君の手が動く限り、俺は隣にいたいから
 凌は冷たくなったスマホをぎゅっと握り締めた。
 しばらくの間、どんな言葉を返すべきか迷って、結局、いつも通り不器用で短い返信を打ち込んむ。

『見てる』

 送信ボタンを押す。既読の文字は、恐ろしいほどすぐに点いた。
 数秒の空白の後、画面に新しいポップアップが届く。

『綺麗だね』

 たった四文字。それだけだった。
 それだけなのに、何故か胸の奥がぎゅうっと締め付けられるようにして、少しだけ苦しくなる。
 顔を上げれば、昼休みの屋上には相変わらず自分一人しかいない。
 それなのに。今、この瞬間だけは、確かに自分のすぐ隣に彼女が立っているような気がした。
 錆びついた鉄柵にいつものように背中を預けながら。長い黒髪を風に遊ばせながら。
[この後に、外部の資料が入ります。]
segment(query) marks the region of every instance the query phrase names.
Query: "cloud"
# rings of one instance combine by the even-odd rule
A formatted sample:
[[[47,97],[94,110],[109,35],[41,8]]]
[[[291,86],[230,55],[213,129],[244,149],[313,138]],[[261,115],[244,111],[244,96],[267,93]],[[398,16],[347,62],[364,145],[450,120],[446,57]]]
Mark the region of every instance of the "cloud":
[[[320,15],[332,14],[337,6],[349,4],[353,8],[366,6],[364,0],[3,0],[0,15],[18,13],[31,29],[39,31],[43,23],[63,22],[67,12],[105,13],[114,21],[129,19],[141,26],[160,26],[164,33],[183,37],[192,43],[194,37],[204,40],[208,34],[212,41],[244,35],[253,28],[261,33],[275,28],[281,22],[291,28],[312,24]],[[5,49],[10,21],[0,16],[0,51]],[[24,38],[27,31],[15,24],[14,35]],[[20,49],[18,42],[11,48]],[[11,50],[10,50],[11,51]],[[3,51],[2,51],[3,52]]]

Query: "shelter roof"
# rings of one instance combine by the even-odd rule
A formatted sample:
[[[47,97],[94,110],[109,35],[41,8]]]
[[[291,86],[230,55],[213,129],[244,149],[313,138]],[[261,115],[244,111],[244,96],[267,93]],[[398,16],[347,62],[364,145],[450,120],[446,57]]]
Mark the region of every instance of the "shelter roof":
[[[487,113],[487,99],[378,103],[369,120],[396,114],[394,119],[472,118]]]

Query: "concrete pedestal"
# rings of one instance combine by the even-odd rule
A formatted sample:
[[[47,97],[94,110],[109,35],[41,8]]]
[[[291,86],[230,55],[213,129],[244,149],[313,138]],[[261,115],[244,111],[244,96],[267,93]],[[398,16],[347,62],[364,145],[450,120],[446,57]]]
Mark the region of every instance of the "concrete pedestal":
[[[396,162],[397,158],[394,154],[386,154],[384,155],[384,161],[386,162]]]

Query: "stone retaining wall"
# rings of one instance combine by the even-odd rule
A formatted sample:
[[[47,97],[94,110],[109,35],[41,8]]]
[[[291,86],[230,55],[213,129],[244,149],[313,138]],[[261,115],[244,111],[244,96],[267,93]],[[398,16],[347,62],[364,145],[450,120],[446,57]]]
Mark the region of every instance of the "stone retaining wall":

当然のように、凛とした眼差しで同じ空を見上げているような、そんな温かい錯覚。

「……ああ」

 誰に聞かせるでもなく、凌は静かに呟いた。
 愛おしい四文字が灯る画面を見つめたまま、窓の向こうの青へ向かって、その言葉をそっと投げかける。

「ほんと、綺麗だな」

 冬の手前の空は、残酷なほどに高かった。
 何処までも、何処までも遠く、どんなに背伸びをして手を伸ばしたところで、絶対に指先さえ届きはしない。
 だけど、だからこそ、描きたくなるのだ。
 かつて碧南が命を燃やしてあの青に挑み続けたように。
 どれだけ手を伸ばしても届かない絶対的なものを、それでも愚直に追い続けることそのものが、人が絵を描く本当の理由になる。
 凌はスマホを制服のポケットへと仕舞い込んだ。
 そして、冷え切った右手に再び一本の鉛筆を握り直す。
 目の前には、まだ何の色もついていない白い紙と、未完成のままの、誰かを待っている青空。
 俺には、描かなければならない世界がある。
 俺には、どうしてもこの青を届けなければならない、大切な人がいる。
 だから、凌は今日もまた、一人で筆を執る。
 激しい突風が、誰もいない屋上を吹き抜けていった。
 遮るもののない青空の下、もう自分の隣に、あの美しくて不器用な画家はいない。
 けれど、彼女がその命と引き換えに凌へと遺していった鮮烈な『青』は、今も、そしてこれからも、藤代凌という人間の中で、確かに熱を持って生き続けていた。